En España, desde que nos empezamos a vender como beautiful and different y lo apostamos casi todo al turismo, tenemos el catálogo completo. Tenemos ciudades de playa como Calpe, Lloret o La Manga, que son imitaciones de Benidorm, y tenemos urbanizaciones de chalets desparramadas por todo el litoral y más allá. Tenemos turismo cultural, médico, de ocio, de negocios, de cruceros, urbano, rural y el que haga falta. Tenemos un relato oficial que dice que el turismo es un gran invento y no parece que nadie tenga ninguna duda al respecto. Y eso es justo lo que tenemos que tener, dudas. Debemos revisar el relato turístico y analizar los verdaderos impactos económicos, sociales y medioambientales del mismo.
¿Queremos, entonces, más Benidorm? Pues ya que soy yo el que hago la pregunta, respondo el primero. Yo no, yo quiero menos crecimiento sin límite, aunque sea en una ciudad densa y compacta. Y a Freda le pasa igual. Ella, como Los Nikis, no vuelve a Benidorm… salvo que le devuelvan el dinero.
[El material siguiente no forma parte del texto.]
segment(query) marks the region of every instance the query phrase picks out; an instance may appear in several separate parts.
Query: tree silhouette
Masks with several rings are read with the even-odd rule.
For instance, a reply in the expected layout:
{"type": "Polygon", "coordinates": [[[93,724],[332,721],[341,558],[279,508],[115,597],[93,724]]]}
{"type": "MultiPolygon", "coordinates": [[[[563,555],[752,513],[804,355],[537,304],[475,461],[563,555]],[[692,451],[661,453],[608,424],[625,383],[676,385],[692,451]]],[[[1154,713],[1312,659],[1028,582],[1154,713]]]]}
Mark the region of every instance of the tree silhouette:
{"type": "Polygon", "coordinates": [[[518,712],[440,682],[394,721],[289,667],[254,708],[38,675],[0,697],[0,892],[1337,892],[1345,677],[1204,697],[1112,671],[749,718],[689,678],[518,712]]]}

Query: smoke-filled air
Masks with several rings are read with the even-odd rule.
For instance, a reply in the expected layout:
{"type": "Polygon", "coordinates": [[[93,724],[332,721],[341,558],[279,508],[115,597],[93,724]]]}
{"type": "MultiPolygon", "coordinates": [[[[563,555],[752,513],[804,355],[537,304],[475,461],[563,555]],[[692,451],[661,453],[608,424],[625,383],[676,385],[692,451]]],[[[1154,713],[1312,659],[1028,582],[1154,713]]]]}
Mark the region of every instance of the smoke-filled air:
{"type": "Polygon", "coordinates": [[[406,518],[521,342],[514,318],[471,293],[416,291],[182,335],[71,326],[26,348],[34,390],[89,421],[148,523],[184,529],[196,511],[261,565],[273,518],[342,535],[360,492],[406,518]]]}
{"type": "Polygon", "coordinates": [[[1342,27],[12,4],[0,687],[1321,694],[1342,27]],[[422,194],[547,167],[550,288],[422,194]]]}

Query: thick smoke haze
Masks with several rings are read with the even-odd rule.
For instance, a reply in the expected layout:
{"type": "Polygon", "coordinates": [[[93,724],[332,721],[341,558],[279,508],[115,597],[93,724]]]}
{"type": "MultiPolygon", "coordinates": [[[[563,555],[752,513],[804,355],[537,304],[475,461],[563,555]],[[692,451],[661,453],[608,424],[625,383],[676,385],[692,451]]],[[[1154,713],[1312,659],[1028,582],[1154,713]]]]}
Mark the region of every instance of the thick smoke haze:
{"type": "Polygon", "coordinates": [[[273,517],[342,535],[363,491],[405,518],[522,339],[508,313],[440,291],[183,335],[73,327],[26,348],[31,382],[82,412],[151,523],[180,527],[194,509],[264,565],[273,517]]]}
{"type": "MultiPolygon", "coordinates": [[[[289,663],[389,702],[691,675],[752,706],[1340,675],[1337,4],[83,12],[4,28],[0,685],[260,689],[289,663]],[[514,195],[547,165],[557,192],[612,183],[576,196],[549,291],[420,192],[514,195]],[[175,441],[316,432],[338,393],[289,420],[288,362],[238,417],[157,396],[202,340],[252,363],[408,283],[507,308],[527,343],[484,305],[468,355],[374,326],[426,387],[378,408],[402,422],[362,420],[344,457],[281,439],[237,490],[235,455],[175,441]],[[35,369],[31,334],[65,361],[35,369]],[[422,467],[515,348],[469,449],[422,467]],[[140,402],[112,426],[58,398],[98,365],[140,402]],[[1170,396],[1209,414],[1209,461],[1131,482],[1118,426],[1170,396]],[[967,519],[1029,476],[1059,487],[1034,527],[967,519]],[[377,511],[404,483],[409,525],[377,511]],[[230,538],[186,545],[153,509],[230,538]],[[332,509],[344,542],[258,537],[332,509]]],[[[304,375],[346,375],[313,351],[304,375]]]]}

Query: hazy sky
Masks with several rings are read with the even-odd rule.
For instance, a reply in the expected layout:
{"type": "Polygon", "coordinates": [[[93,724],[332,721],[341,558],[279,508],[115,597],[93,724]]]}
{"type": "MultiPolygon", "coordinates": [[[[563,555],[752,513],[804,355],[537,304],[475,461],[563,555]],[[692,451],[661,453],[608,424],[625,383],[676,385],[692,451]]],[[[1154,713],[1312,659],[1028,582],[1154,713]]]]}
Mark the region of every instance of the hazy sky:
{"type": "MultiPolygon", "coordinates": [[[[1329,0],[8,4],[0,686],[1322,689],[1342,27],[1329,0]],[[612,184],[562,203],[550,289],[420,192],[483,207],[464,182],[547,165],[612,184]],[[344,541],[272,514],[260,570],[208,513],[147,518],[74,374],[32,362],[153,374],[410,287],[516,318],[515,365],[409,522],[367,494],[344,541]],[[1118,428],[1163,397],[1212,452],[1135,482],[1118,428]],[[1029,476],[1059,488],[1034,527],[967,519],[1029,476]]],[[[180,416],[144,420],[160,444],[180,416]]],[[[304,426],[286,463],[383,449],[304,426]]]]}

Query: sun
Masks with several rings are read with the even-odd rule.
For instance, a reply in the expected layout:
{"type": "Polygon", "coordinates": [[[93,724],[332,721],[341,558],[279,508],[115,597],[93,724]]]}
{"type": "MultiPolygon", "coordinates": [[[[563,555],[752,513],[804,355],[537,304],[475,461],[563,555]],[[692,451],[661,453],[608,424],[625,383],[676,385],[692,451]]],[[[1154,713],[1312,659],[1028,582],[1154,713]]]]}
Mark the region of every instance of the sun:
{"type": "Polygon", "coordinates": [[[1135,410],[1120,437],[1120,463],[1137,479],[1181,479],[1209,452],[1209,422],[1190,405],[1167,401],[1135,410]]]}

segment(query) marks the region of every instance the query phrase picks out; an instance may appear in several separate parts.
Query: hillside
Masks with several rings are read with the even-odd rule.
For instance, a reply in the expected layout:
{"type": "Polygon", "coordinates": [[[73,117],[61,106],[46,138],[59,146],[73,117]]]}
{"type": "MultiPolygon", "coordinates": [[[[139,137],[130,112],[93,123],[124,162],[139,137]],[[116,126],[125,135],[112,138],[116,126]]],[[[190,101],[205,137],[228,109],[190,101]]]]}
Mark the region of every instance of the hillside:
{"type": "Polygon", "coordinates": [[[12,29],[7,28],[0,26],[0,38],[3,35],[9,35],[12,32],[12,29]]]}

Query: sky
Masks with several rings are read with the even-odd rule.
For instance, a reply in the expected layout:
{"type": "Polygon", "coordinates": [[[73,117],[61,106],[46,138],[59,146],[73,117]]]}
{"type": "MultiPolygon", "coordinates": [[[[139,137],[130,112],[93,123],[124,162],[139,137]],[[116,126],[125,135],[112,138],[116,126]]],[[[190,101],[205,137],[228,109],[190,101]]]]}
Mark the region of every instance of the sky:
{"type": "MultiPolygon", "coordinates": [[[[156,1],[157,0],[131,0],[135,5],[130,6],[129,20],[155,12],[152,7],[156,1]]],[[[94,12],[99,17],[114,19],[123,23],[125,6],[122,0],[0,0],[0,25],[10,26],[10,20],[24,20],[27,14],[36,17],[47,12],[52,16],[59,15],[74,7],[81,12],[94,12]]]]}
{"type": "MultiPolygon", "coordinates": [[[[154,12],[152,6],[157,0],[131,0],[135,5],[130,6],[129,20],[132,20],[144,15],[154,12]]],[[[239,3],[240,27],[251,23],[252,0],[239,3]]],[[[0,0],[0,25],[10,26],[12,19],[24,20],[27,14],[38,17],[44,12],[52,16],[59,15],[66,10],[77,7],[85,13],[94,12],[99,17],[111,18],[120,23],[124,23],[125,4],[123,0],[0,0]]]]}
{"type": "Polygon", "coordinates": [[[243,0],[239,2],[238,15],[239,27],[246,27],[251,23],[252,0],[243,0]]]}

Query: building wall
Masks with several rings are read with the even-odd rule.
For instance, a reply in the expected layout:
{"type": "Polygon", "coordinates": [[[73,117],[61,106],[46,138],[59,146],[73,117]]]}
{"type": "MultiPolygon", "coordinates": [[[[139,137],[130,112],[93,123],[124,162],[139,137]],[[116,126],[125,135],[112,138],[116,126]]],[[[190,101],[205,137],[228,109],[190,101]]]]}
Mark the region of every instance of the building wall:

Como si este blog fuese un vehículo en viaje de vacaciones hacia la costa levantina, de repente paro el cacharro y me doy una palmada en la frente. Me he dejado a Freda. Freda Jackson es la señora inglesa que se quejó a su agencia de viajes por llevarla a un hotel de Benidorm lleno de españoles. Freda tiene 81 años y probablemente esté haciendo lo que otros compatriotas: presentar una queja inventada a ver si se lleva algo a cambio; está feo pero tampoco es como para dejarla tirada por ahí. A Freda la saqué de paseo en el texto anterior pero me enredé a analizar el estudio sobre viviendas turísticas de la CNMC y me olvidé de ella. Doy la vuelta, la subo de nuevo y trato de explicarle por qué Benidorm, que es símbolo del turismo masivo y popular y por eso diana de quejas y muecas de asco, es al mismo tiempo modelo turístico y urbanístico de éxito.
Le cuento a Freda que, aunque lo suyo ha sido noticia tanto en Reino Unido como en España, no parece que haya habido daño reputacional. Este agosto, la ciudad pone el cartel de lleno absoluto. O sea, este mes la población flotante puede llegar a las 500.000 personas en un lugar con algo menos de 70.000 habitantes empadronados. Benidorm no es moco de pavo: es el cuarto destino turístico de España, que es el segundo destino turístico mundial. En 2017, hubo 16,4 millones de pernoctaciones en la ciudad, sólo por detrás, y no demasiado, de Barcelona, Madrid y San Bartolomé de Tirajana, en Gran Canaria. En general, sus cifras asustan.